Peut-on transformer un post-apo en aventure légère ? Les flibustiers de la mer chimique de Marguerite Imbert prouve que oui. Bien après que les Républiques sont tombées, une hécatombe réduit l’humanité à peau de chagrin. Des clans survivent et s’affrontent, mais la Metareine les unifie depuis Rome assaillie par les eaux polluées.
Alors que je m’apprêtais à quitter les cabinets, je remarquai un petit graffiti derrière la cuvette. C’était du français. « Nous tisserons le linceul du vieux monde », disait le tag. Allons bon. Nous avions un justicier à bord, de toute évidence réduit à exprimer sa rage secrète dans des lieux d’aisances. Pour ce que j’y connaissais, ç’aurait pu être de Claude François. Je connaissais peut-être cinq ou six hommes de lettres de l’ancien temps, dont Elton John.

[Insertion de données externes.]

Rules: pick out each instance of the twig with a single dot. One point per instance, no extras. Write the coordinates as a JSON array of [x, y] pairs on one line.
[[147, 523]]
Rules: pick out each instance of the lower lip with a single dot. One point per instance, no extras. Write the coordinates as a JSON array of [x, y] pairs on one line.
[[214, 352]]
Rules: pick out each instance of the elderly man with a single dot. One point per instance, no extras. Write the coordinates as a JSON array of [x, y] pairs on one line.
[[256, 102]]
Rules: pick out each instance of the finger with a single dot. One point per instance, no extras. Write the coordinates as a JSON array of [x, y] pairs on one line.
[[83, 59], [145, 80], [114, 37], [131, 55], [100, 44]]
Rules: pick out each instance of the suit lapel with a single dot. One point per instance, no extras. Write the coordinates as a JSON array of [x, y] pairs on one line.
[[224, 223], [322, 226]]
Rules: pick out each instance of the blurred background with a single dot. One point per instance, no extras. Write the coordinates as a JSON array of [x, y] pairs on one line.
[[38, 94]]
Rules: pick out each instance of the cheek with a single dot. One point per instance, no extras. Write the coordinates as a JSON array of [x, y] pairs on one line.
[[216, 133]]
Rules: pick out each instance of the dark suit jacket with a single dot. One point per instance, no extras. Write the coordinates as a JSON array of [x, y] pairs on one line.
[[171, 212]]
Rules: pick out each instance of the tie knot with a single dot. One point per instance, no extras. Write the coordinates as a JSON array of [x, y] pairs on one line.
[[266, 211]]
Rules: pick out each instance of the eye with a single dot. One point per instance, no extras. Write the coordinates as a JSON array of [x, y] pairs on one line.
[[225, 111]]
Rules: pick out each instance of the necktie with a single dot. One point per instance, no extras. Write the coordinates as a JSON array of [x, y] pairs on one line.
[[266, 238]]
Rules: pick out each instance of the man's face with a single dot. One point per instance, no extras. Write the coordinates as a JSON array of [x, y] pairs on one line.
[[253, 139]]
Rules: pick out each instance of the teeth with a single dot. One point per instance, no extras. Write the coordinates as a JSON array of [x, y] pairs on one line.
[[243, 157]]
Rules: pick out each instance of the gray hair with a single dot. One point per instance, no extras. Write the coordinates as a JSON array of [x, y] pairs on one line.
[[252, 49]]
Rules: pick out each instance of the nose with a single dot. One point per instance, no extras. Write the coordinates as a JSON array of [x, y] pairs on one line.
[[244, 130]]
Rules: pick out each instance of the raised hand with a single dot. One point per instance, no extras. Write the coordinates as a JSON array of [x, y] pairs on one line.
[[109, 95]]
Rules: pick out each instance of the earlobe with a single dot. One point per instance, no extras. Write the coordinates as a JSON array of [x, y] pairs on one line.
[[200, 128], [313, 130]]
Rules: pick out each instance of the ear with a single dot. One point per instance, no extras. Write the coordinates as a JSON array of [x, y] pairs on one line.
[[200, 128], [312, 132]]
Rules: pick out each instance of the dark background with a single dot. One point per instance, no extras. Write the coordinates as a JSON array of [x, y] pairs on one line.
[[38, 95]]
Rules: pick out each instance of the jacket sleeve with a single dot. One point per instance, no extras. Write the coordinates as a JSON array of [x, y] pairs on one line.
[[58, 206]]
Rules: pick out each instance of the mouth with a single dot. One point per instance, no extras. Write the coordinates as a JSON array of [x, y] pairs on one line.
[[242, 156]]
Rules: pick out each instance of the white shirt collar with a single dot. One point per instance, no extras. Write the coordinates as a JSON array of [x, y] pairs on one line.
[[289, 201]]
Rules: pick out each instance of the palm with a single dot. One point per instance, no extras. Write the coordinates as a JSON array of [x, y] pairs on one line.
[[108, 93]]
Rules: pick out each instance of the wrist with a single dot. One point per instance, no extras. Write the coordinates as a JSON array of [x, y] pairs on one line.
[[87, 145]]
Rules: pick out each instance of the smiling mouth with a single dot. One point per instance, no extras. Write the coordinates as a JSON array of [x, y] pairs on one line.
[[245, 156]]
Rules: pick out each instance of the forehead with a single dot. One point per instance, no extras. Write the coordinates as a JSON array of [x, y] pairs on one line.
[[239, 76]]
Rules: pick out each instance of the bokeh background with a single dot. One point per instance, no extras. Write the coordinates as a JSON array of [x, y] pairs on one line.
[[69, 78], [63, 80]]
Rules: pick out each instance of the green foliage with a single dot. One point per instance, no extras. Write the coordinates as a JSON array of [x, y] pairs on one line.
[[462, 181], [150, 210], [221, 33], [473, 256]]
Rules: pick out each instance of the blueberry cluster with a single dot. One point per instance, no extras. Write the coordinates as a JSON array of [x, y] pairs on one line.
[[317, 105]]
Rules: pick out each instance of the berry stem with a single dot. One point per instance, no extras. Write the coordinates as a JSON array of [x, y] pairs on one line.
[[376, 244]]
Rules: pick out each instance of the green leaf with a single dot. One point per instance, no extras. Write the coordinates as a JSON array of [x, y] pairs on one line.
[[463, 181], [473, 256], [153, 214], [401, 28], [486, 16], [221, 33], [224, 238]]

Pourtant, quelques résistants subsistent. Il faut bien, sinon il n’y aurait guère d’histoire. Sortie de force de sa caverne par les guerriers Etoilés, Alba est porteuse de la mémoire et du savoir de l’Humanité. Ce qui la rend intelligente, mais pas commode. Ismaël est en mission pour la Metareine lorsque Jonathan le capitaine du sous-marin Player Killer le capture. Et si tout ce petit monde tendait l’air de rien vers un même objectif ?
-Vous allez trouver ça dément, capichef ! Mais du temps des Républiques, on avait déjà imaginé plein de trucs. C’est comme si on savait exactement ce qui allait se produire et qu’on avait renoncé à l’éviter. On appelait carrément ça des récits d’anticipation. Ça me la coupe.
C’était au cours de ses pillages que Jonathan avait découvert la science-fiction. Il y avait puisé l’essence de sa fantaisie et une bonne partie de ses convictions politiques.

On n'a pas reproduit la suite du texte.